You can add your own custom skills in /mnt/skills/custom/ — a Markdown file describing what the skill does and how to execute it is all you need.
Connecting It to Telegram, Slack, or Feishu
DeerFlow has a built-in channel system. Once configured, you can send tasks from a messaging app and get results back — no public IP required.
In config.yaml:
channels:
telegram:
enabled: true
bot_token: $TELEGRAM_BOT_TOKEN
allowed_users: [] # empty = anyone with the bot can use it
Commands from chat:
| Command | What it does |
|---|---|
/new | Start a fresh conversation |
/models | List available models |
/memory | View what the agent remembers |
/status | Current thread info |
Regular messages (no slash prefix) are treated as tasks — DeerFlow opens a thread and responds.
Using It with Claude Code
There’s a dedicated skill that lets you interact with a running DeerFlow instance directly from Claude Code:
npx skills add https://github.com/bytedance/deer-flow --skill claude-to-deerflow
With DeerFlow running at localhost:2026, use /claude-to-deerflow in Claude Code to send research tasks, manage threads, and upload files for analysis — without leaving your terminal.

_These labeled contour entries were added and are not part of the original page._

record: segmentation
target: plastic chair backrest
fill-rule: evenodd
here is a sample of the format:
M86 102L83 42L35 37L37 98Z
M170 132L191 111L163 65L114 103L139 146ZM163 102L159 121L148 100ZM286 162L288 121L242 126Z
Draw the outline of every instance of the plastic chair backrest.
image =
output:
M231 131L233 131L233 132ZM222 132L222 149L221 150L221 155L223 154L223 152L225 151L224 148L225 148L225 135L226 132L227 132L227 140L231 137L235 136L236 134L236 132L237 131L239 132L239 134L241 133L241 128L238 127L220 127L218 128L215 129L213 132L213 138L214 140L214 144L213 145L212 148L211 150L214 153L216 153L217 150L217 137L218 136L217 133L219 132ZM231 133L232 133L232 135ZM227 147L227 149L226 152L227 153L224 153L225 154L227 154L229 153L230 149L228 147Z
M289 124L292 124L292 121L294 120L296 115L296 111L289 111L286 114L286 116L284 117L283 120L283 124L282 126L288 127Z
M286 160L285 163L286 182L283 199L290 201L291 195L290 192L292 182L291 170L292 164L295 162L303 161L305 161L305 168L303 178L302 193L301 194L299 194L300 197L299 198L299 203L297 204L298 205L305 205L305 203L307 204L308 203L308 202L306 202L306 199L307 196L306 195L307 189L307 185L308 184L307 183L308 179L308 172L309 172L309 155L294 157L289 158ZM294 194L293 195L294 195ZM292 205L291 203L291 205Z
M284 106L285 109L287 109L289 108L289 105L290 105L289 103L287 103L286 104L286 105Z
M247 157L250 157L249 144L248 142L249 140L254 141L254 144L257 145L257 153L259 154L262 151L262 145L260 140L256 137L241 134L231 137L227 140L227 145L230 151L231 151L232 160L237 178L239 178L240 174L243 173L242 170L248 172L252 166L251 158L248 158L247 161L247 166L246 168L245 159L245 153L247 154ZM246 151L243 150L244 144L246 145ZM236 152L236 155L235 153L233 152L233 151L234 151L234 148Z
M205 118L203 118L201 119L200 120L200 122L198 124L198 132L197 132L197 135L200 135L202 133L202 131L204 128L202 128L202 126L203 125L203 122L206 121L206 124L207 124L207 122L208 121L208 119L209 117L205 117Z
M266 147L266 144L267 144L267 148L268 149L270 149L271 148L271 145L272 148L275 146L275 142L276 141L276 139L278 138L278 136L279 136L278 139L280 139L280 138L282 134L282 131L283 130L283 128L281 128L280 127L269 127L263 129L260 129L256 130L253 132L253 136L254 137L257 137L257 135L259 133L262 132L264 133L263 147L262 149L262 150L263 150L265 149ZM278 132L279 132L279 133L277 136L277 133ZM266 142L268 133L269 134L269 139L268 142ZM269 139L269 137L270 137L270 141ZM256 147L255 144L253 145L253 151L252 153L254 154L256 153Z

The One Thing Worth Knowing
The reason DeerFlow is worth attention isn’t the star count. It’s that the sandbox is the foundation, not a feature. Most agent frameworks treat code execution as something the LLM calls when it needs to. DeerFlow inverts that: the execution environment is where the agent lives.

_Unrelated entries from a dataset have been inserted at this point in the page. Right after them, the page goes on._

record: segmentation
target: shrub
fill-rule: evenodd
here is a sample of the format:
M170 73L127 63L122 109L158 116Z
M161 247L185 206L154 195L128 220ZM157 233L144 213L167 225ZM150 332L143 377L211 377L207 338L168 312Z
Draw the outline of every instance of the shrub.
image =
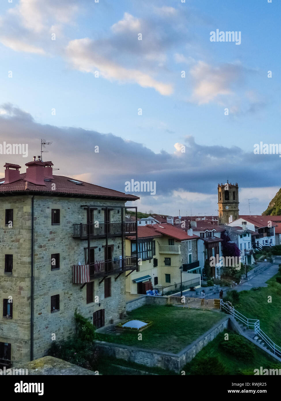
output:
M93 323L78 313L77 309L74 312L74 317L76 322L77 338L84 341L93 341L95 336L95 327Z
M251 361L253 358L253 345L238 334L230 333L228 340L224 339L220 342L220 347L226 353L241 360Z
M98 357L97 349L93 344L73 338L53 341L48 354L86 369L94 368Z
M198 357L190 368L191 375L229 375L226 366L218 356Z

That’s a different design philosophy — and it’s why the community found uses for v1 that ByteDance never anticipated, and why the team felt the right response was to rebuild from scratch rather than patch the old architecture.
GitHub: github.com/bytedance/deer-flow — MIT License
Docs + demos: deerflow.tech
Running DeerFlow on Railway (Free with MiniMax + Ollama)

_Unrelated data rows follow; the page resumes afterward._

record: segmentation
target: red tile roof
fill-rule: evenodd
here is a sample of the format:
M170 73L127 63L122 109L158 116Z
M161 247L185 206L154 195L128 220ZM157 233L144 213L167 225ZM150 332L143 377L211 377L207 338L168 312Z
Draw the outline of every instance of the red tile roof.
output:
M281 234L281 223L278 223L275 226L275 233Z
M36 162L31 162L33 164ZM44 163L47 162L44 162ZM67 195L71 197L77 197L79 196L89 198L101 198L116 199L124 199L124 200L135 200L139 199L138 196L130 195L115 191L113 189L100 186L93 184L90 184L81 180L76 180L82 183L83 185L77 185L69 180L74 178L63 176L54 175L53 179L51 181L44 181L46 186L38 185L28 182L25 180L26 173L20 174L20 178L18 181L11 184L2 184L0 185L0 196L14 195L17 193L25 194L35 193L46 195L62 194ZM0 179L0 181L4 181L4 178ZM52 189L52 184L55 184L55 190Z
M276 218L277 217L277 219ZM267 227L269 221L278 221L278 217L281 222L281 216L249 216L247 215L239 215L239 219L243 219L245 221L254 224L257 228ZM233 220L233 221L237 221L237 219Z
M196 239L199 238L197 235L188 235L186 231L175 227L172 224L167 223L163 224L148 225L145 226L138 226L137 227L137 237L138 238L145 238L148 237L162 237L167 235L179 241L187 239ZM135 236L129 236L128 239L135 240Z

There’s no official Railway deployment yet — so here’s how to do it yourself. The approach uses MiniMax’s free cloud API (no local GPU needed) alongside Ollama on Railway as a second model option.
What you need
- A Railway account (free tier works)
- A MiniMax API key — free at minimaxi.com/en
- Optionally: a Tavily API key for web search (1,000 free searches/month)
Architecture on Railway
Railway Project
├── backend service — gateway (8001) + LangGraph (2024) in one container
├── frontend service — Next.js UI
└── ollama service — optional, free local inference via Railway marketplace
Persistent volume is required. LangGraph stores thread checkpoints and the agent stores memory in backend/.deer-flow/ and memory.json. Without a volume mounted at /data, all state resets on every deploy.
Deploy steps
- Fork bytedance/deer-flow — or use menonpg/deer-flow which already has the Railway files
- Railway → New Project → Deploy from GitHub → select your fork
- Add a volume to the backend service: mount path
/data, 5GB - Set env vars on the backend service:
MINIMAX_API_KEY = <your key> DEER_FLOW_CONFIG_PATH = /app/config.yaml TAVILY_API_KEY = <optional> - Set env vars on the frontend service once the backend URL is known:
NEXT_PUBLIC_BACKEND_BASE_URL = https://<backend>.railway.app NEXT_PUBLIC_LANGGRAPH_BASE_URL = https://<backend>.railway.app/api/langgraph BETTER_AUTH_SECRET = <any 32+ char random string> - Deploy both services (~3 min build time)
Adding Ollama
Add the Ollama service from the Railway marketplace, then:
OLLAMA_URL = https://<ollama-service>.railway.app (set on backend service)
Pull a model via the Railway shell on the Ollama service:
ollama pull llama3.2 # 2GB, good general-purpose model
Ollama then appears alongside MiniMax as a model choice in the DeerFlow UI.
Cost estimate
| Setup | Est. monthly |
|---|---|
| Backend + Frontend only | ~$8–15/mo |
| + Ollama (8GB for 7B models) | ~$28–50/mo |
| AI inference (MiniMax free tier) | $0 |
| AI inference (Ollama) | $0 |
The Railway files are in the railway/ directory of the fork — Dockerfile.backend, Dockerfile.frontend, config.railway.yaml, and a railway.toml. A PR to the upstream repo is in progress.